O jornalismo (mais particularmente o cultural) praticado no Maranhão é, como sabemos, de uma pobreza franciscana. E não vai aqui nenhum trocadilho pela localização geográfica do jornal do outro lado da ponte que, a despeito de sua posição “ideológica”, é o que tem mais “cara de jornal”.

Aí aparece gente boa escrevendo de graça, e os jornais tem a manha de relaxar um bom (pra não dizer ótimo) texto. Para publicar textos “menos bons” (pra não dizer outra coisa).

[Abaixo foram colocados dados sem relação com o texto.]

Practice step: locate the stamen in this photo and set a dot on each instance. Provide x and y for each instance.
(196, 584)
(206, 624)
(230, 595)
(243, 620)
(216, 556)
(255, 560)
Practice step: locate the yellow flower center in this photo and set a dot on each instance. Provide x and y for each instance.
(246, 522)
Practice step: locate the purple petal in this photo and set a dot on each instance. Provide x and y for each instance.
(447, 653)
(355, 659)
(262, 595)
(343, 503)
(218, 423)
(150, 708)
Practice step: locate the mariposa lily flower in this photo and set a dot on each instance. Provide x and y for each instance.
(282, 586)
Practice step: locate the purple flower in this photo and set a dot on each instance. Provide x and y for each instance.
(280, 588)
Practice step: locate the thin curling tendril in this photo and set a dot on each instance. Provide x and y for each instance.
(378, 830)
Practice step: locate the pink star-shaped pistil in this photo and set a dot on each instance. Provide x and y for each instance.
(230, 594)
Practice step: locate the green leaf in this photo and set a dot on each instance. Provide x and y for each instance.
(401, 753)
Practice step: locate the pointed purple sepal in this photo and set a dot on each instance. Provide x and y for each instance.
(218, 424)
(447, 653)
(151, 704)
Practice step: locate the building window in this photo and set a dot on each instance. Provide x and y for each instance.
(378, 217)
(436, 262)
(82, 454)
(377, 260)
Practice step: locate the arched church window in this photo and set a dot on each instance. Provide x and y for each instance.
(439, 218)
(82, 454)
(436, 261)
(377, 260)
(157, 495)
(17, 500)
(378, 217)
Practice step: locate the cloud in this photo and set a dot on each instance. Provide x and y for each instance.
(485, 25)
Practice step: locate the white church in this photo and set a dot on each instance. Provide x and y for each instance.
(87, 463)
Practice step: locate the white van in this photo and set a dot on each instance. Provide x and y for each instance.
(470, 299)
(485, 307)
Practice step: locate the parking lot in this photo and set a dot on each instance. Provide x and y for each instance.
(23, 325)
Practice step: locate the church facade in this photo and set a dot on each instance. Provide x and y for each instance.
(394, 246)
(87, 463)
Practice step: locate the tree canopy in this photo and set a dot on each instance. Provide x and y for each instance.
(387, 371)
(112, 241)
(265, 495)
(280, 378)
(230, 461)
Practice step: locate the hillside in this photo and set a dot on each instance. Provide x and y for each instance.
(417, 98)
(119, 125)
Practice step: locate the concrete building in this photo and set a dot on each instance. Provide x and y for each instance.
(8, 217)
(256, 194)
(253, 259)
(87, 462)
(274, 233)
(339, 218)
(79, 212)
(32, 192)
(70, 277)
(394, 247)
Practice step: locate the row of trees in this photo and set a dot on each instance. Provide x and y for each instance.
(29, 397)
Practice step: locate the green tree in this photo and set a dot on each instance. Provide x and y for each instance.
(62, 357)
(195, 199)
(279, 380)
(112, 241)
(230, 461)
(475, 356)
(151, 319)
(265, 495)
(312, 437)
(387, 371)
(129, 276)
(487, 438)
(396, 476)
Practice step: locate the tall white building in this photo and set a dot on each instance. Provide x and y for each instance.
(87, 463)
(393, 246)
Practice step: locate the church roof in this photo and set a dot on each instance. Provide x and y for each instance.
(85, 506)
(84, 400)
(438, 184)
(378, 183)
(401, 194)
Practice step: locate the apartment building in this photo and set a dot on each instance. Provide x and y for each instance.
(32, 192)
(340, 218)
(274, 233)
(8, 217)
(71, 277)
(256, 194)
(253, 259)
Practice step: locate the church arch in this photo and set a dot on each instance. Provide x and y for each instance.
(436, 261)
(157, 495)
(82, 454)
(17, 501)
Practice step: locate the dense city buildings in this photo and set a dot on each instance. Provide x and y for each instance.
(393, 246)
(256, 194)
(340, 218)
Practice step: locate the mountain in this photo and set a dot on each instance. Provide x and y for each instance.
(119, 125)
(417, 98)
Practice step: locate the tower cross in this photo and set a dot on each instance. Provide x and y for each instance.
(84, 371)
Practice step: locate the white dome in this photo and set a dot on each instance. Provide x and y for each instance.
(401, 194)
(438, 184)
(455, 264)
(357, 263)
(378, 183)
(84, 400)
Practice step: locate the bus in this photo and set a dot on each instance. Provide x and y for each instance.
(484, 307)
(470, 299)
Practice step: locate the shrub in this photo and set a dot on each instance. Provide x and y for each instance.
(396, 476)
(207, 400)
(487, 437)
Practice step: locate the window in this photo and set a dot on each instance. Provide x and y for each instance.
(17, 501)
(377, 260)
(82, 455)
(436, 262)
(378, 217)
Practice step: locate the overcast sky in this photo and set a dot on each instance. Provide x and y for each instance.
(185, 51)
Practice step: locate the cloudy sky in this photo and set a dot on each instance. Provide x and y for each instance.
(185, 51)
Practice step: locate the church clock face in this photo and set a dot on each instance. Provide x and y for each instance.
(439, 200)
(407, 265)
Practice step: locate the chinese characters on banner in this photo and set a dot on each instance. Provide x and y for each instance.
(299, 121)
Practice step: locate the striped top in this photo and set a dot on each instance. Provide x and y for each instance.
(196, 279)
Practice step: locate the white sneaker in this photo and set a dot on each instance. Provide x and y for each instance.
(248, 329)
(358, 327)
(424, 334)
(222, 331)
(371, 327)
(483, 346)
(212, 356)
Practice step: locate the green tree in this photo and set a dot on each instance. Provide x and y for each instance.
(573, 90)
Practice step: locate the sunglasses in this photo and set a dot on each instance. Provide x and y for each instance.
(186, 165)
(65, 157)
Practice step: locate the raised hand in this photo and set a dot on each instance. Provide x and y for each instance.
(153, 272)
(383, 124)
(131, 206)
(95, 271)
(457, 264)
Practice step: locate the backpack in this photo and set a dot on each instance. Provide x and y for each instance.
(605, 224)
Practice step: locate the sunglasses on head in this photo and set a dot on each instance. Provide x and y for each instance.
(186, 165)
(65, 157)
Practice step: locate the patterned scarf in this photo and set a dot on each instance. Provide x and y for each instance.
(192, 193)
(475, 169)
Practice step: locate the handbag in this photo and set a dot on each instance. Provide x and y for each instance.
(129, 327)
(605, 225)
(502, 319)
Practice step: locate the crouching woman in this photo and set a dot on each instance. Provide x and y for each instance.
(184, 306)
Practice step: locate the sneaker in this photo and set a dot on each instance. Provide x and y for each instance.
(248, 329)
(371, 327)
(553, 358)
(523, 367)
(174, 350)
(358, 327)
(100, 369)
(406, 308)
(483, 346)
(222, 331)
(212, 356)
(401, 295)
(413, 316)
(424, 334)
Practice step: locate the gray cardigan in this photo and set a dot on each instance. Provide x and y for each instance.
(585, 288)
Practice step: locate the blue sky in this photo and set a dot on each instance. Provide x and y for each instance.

Flávio Reis, Cientista Político, Professor do Departamento de Sociologia e Antropologia da Universidade Federal do Maranhão, autor de “Cenas marginais: fragmentos de Glauber, Sganzerla e Bressane” (2005) e Reuben (que dispensa apresentações para os leitores deste blogue) escreveram um texto sobre a obra mais que citada. Tentamos, os dois e este blogueiro, publicá-la, hoje, nalgum jornal. Entre recusas e e-mails que não chegam, o texto não saiu. O Imparcial e O Estado do Maranhão publicaram textos informativos sobre o lançamento. Este blogue publica o texto “recusado”, abaixo. Apareçam!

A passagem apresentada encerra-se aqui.